If you have an IRA and you are approaching retirement age, you have probably heard the term “required minimum distribution” (RMD). But do you know the details of how the rules work and what they mean for you? Here are five facts about RMDs that every IRA owner should know.

  1. If you have a traditional IRA (including a SEP or SIMPLE IRA), you must take an RMD for each year beginning for the year you reach age 73. If you are still working, that will not delay when you must take an RMD from any IRAIf you have a Roth IRA, no RMDs are required during your lifetime. Converting your IRA to Roth IRA would result in no further RMDs being required in your lifetime.
  2. The deadline for taking your first RMD is your required beginning date, which is April 1 of the year following the year you reach age 73. This is the only time you will have beyond the calendar year to take your RMD. The deadline for taking your RMD for years after you reach age 73 is December 31If you delayed taking your first RMD until April 1 of the following year, you will then need to take another RMD by December 31 to satisfy the requirement for the second year.

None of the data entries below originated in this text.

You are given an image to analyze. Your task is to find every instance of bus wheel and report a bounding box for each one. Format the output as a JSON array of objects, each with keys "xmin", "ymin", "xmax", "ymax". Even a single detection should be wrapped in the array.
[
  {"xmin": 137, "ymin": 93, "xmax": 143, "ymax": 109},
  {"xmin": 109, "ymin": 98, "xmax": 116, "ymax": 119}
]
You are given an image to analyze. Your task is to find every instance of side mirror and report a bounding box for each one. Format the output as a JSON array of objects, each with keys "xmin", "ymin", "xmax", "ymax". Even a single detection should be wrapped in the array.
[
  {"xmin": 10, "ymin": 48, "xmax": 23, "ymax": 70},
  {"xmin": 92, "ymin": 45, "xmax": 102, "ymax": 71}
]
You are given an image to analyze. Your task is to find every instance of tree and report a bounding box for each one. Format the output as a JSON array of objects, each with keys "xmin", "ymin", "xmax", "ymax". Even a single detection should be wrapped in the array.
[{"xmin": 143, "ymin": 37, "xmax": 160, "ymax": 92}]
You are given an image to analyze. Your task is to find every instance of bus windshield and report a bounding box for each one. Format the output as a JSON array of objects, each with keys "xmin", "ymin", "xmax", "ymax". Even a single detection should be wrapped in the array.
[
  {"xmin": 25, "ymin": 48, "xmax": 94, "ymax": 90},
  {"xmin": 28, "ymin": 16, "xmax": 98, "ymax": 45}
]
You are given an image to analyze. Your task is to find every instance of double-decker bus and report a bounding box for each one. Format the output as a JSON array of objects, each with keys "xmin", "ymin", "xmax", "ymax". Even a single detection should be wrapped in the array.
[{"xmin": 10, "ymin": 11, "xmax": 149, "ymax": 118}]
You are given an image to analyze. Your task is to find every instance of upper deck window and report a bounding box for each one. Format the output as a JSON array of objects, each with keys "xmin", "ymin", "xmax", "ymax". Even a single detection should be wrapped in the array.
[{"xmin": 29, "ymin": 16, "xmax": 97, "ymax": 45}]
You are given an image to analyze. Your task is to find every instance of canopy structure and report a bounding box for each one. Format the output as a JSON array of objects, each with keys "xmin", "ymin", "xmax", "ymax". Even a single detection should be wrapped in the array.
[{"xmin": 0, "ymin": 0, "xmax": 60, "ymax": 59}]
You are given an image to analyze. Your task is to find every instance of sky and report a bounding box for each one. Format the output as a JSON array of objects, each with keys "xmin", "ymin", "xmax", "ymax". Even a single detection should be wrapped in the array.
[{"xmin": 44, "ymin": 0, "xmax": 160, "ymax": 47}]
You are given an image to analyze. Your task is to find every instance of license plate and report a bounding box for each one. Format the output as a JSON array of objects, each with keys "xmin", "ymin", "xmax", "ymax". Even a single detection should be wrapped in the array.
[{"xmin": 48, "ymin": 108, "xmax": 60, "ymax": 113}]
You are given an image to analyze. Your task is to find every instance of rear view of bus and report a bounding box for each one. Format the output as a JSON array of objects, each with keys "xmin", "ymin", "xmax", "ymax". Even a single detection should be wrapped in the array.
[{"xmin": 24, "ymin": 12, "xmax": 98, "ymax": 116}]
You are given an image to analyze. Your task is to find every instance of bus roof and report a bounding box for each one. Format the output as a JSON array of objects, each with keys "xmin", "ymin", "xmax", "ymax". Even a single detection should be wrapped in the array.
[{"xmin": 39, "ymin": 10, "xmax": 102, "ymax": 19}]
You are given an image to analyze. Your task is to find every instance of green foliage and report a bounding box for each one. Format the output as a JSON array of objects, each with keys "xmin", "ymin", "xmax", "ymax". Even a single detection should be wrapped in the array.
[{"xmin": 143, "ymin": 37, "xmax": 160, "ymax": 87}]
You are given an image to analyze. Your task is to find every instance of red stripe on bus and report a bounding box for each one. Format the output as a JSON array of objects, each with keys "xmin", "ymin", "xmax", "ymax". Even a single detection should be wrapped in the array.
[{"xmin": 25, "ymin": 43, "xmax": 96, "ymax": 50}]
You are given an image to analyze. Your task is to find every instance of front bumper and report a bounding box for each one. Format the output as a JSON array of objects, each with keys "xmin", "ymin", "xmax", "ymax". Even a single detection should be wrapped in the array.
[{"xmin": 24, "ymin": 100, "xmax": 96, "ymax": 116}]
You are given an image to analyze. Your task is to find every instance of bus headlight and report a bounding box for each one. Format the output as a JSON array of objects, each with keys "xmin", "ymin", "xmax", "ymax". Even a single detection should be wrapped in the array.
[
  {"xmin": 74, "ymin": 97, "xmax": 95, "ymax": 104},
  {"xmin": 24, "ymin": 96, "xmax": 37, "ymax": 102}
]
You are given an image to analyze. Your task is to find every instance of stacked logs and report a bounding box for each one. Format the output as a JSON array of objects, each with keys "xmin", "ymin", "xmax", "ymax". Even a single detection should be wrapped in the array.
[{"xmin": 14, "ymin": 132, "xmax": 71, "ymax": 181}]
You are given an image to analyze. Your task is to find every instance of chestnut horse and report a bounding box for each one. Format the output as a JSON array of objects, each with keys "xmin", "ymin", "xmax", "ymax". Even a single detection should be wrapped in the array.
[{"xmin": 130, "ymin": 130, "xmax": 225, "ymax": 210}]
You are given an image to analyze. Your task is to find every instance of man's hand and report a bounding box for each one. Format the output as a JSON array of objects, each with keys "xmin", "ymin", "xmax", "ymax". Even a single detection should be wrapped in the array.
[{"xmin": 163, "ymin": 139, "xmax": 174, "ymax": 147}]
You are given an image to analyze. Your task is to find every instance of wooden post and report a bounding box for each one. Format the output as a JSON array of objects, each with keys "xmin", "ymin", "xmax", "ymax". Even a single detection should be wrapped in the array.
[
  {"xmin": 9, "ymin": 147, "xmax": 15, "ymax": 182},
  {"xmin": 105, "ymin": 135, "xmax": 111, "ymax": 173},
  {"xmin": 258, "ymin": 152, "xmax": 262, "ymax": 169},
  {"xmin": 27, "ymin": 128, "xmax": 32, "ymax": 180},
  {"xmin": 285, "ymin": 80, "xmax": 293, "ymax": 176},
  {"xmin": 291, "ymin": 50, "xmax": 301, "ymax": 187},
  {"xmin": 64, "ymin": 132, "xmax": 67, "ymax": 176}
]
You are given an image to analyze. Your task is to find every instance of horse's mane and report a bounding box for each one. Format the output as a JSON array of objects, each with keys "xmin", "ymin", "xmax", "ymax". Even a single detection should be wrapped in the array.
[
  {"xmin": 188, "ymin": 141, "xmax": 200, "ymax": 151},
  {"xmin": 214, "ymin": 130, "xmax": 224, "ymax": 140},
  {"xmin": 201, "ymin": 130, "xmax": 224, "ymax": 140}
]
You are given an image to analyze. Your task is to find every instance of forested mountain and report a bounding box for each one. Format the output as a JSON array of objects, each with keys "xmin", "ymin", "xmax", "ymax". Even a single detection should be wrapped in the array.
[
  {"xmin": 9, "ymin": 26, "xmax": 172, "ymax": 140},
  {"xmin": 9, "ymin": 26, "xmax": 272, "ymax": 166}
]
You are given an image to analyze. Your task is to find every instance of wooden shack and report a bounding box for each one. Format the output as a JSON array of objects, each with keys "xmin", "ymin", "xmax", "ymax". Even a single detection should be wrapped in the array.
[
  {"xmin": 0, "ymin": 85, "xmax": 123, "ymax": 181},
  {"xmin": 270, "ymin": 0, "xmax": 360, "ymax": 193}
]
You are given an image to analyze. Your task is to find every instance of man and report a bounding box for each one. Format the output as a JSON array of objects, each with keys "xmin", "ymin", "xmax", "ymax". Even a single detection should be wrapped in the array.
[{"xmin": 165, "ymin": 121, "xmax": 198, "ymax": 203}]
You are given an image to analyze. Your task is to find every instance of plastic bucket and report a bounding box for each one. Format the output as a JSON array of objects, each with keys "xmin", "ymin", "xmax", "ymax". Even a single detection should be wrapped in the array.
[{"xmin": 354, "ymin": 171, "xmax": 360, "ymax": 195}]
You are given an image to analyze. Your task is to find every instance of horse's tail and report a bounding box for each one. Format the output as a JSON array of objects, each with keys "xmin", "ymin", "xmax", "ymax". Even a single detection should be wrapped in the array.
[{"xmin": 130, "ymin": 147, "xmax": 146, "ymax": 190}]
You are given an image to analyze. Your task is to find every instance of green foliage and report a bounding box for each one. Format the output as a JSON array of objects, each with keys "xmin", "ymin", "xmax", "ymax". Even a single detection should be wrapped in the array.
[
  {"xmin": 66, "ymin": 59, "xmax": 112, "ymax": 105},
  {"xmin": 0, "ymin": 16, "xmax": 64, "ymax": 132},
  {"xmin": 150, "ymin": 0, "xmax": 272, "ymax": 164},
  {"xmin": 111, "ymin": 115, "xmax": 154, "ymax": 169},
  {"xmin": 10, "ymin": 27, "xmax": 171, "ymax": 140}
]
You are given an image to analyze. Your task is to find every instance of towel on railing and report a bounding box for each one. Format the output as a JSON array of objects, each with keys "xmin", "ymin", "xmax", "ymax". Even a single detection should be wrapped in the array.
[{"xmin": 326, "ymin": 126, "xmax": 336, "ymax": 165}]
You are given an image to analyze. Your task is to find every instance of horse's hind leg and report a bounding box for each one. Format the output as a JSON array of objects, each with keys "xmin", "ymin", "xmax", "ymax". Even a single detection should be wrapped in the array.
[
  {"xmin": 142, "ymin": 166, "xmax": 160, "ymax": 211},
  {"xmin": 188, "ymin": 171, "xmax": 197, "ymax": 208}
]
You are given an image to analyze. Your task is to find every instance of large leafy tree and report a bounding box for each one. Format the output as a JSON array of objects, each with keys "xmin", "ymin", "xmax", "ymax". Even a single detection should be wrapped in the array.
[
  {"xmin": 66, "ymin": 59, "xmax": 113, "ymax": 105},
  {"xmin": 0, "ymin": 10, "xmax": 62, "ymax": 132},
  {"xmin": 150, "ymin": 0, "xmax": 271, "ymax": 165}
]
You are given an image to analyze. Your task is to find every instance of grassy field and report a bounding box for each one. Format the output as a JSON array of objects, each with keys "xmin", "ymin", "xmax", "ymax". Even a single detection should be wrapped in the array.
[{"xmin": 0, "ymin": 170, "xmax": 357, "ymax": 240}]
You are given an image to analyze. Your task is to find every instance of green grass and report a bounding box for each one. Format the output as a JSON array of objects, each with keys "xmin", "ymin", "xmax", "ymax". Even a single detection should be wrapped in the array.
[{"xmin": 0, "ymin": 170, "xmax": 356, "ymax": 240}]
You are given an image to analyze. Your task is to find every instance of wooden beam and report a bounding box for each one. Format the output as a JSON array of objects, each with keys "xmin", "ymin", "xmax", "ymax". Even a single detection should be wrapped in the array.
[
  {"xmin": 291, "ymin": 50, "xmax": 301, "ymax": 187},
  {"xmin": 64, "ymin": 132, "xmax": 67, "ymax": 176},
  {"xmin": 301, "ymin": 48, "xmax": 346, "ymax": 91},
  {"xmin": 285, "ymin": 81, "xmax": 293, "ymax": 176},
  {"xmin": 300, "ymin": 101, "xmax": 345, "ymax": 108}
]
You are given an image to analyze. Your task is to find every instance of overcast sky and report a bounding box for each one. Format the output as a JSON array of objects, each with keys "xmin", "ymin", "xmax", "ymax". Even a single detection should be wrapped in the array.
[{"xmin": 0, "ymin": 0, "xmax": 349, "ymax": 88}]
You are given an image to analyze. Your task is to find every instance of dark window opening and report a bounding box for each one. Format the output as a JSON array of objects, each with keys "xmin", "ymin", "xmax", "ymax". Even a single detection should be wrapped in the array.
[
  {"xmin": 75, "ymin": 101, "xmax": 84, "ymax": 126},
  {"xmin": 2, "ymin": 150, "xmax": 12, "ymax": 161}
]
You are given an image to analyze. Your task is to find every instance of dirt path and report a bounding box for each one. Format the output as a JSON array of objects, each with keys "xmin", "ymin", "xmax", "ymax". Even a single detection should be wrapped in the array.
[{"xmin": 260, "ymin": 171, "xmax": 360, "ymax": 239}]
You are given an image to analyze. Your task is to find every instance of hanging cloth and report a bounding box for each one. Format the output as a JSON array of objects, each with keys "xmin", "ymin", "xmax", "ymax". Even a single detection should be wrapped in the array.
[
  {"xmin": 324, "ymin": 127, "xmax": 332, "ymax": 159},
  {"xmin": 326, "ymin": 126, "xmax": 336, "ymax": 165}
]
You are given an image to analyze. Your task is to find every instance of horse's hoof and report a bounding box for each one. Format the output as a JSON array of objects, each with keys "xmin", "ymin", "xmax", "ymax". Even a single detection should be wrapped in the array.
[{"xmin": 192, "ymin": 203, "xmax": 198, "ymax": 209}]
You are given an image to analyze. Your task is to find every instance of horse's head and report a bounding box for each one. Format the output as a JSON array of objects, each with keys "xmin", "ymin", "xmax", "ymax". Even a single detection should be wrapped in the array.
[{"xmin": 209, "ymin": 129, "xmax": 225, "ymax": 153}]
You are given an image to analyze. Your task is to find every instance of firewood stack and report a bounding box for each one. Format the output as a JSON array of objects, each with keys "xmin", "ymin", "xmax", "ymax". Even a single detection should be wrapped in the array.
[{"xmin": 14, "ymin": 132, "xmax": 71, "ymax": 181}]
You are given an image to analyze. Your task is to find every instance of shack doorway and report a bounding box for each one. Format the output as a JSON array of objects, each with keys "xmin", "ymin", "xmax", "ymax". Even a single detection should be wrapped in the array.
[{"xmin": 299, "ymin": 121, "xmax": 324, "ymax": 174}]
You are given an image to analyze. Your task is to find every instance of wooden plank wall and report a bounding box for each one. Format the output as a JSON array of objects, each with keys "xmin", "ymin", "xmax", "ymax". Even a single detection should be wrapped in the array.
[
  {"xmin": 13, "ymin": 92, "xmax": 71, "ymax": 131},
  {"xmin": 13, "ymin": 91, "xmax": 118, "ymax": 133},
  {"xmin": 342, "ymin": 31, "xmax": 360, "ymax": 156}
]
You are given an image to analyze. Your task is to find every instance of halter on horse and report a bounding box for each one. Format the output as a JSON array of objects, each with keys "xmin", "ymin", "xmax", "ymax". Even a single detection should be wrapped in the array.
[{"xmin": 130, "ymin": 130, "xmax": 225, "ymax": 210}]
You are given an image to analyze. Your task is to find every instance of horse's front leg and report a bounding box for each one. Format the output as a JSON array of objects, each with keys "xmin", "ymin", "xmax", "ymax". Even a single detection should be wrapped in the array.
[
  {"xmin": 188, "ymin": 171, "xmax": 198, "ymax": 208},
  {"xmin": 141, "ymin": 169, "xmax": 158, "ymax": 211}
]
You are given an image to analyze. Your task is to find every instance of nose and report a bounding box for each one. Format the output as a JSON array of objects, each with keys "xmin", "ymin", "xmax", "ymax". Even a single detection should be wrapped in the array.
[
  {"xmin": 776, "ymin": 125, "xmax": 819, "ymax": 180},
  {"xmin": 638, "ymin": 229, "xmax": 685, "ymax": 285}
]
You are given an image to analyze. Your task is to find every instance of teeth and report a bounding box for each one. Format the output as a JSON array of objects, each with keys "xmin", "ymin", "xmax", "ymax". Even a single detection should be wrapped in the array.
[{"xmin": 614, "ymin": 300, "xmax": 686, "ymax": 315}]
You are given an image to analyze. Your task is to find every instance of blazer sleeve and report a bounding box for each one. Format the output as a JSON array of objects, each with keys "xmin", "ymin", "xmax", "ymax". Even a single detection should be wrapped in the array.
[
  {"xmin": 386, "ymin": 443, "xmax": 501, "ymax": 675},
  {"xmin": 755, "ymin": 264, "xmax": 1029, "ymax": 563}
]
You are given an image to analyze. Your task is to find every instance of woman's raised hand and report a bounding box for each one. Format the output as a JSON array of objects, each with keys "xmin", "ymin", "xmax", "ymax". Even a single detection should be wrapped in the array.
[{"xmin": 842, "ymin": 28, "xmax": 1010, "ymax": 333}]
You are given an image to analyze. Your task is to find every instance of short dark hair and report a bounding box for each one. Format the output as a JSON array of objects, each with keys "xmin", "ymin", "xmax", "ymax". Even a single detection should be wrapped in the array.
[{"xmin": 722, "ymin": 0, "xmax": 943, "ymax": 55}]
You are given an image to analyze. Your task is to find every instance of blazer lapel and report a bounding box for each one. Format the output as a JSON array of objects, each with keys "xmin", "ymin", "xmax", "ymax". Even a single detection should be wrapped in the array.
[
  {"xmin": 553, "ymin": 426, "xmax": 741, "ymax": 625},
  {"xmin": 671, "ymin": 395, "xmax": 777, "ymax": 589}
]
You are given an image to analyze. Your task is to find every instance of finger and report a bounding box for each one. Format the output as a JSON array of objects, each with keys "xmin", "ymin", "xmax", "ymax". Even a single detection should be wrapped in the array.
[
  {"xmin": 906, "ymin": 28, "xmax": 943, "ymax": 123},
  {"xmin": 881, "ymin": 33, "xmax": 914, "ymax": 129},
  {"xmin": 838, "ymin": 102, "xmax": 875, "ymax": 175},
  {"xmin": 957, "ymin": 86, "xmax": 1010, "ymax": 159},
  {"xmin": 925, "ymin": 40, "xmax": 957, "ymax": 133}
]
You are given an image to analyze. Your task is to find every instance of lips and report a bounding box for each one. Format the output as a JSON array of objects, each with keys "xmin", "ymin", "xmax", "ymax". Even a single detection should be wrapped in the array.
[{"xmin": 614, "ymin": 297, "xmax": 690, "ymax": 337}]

  3. RMDS are calculated separately for each IRA, but then may be aggregated and the total amount taken from one IRA. You may not take the RMD for an IRA from your company plan or from your Roth IRA. You can aggregate traditional IRAs that you own. You can separately aggregate IRAs inherited from the same person. Your RMD may not be rolled over to another IRA or converted to a Roth IRA. Once you have satisfied your RMD for the year for your IRA, you may then roll over or convert the IRA.
  4. Your RMD is calculated by dividing your December 31 prior-year IRA balance by a life expectancy factor. The year-end balance may need to be adjusted in rare circumstances like rollovers or transfers that are outstanding on December 31 of the prior year. Life expectancy is determined using the Uniform Lifetime Table, unless the sole beneficiary of your IRA for the entire year is your spouse who is more than ten years younger than you. If that is the case, you would use the Joint Life Expectancy Table. Special rules apply for death and divorce when it comes to using this table.
  5. If you fail to take your RMD by the deadline there is 25% penalty on the amount of the shortfall. If you miss your RMD for the year, you should take it as soon as possible. You should consult with your tax advisor about filing Form 5329 and asking for a waiver of the penalty. The IRS will waive the penalty for good cause.